Phosphorylation of the C-terminus of the α-Arrestin Aly3 Regulates Glucose Transporter Ght5 Localization and Cell Proliferation in Fission Yeast under Low Glucose Conditions

Phosphorylation of the C-terminal serine residues of the α-arrestin Aly3 by the TORC2 pathway inhibits Aly3-mediated ubiquitination and vacuolar transport of the glucose transporter Ght5, thereby ensuring cell-surface localization of Ght5 and enabling cell proliferation under low glucose conditions in fission yeast.

The study investigates the molecular mechanisms by which fission yeast cells adapt to low glucose conditions. The key findings are: Phosphorylation of the C-terminal serine residues of the α-arrestin Aly3, but not the glucose transporter Ght5, is required for cell proliferation under low glucose conditions. Cells expressing a phosphorylation-defective Aly3 mutant exhibit increased ubiquitination and vacuolar localization of the glucose transporter Ght5, leading to defective cell proliferation in low glucose. Phosphorylation of at least one of the three C-terminal serine residues (S582, S584, S585) of Aly3 is sufficient to maintain Ght5 at the cell surface and enable cell proliferation under low glucose. Aly3 physically interacts with the HECT-type ubiquitin ligases Pub1 and Pub3, and these interactions are required for Ght5 surface localization and cell proliferation in low glucose. Deletion of the pub3 gene partially suppresses the proliferation defect of the TORC2 pathway mutant gad8ts under low glucose conditions, suggesting that Pub3-mediated ubiquitination of Ght5 acts downstream of the TORC2 pathway. The study reveals how the TORC2 pathway regulates the α-arrestin Aly3 via phosphorylation to control glucose transporter localization and enable fission yeast cells to adapt to low glucose conditions.

Cells expressing the phosphorylation-defective ght5(ST11A) mutant proliferated in low glucose conditions, similar to cells expressing the wild-type ght5 gene. Cells expressing the phosphorylation-defective aly3(ST18A) or aly3(4th A) mutants failed to proliferate in low glucose conditions. Reverting one of the alanine residues in the aly3(4th A) mutant back to serine (aly3(4th A;A584S)) restored cell proliferation in low glucose.
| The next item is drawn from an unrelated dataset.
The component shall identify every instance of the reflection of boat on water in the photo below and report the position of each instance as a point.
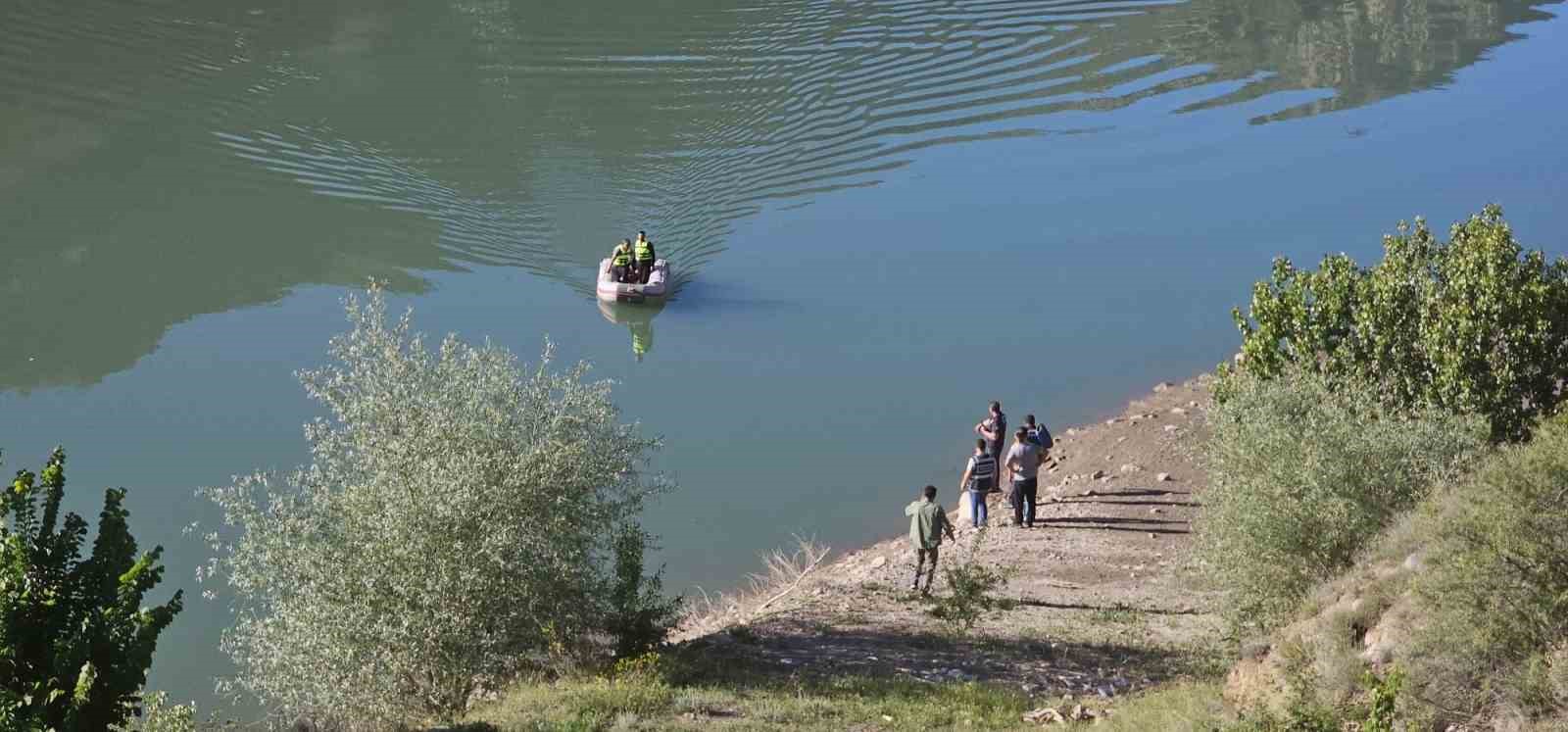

Ght5 exhibited increased ubiquitination and vacuolar localization in cells expressing the aly3(ST18A) or aly3(4th A) mutants compared to cells expressing wild-type Aly3. Deletion of the pub3 gene partially suppressed the proliferation defect of the gad8ts mutant under low glucose conditions.

"Phosphorylation of Aly3 at the C-terminus attenuates ubiquitination and subsequent vacuolar transport of the high-affinity glucose transporter, Ght5, ensuring cell proliferation in low glucose." "Cells expressing the mutant Aly3 protein in which potentially phosphorylatable serine residues are replaced with alanine, i.e., Aly3(ST18A) and Aly3(4th A), exhibited massive accumulation of Ght5 in vacuoles as well as defective cell proliferation in low glucose, suggesting that dephosphorylation activates Aly3 as an adaptor of a ubiquitin ligase for Ght5, which in turn promotes transport of Ght5 from the cell surface to vacuoles." "Essentially the same defective phenotypes caused by expression of Aly3(4th A) were restored by reverting one of the mutated residues back to serine, i.e., Aly3(4th A;A584S). These two analogous results of phenotype restoration suggest that the TORC2 pathway mediates phosphorylation of Aly3 at the C-terminus in low glucose."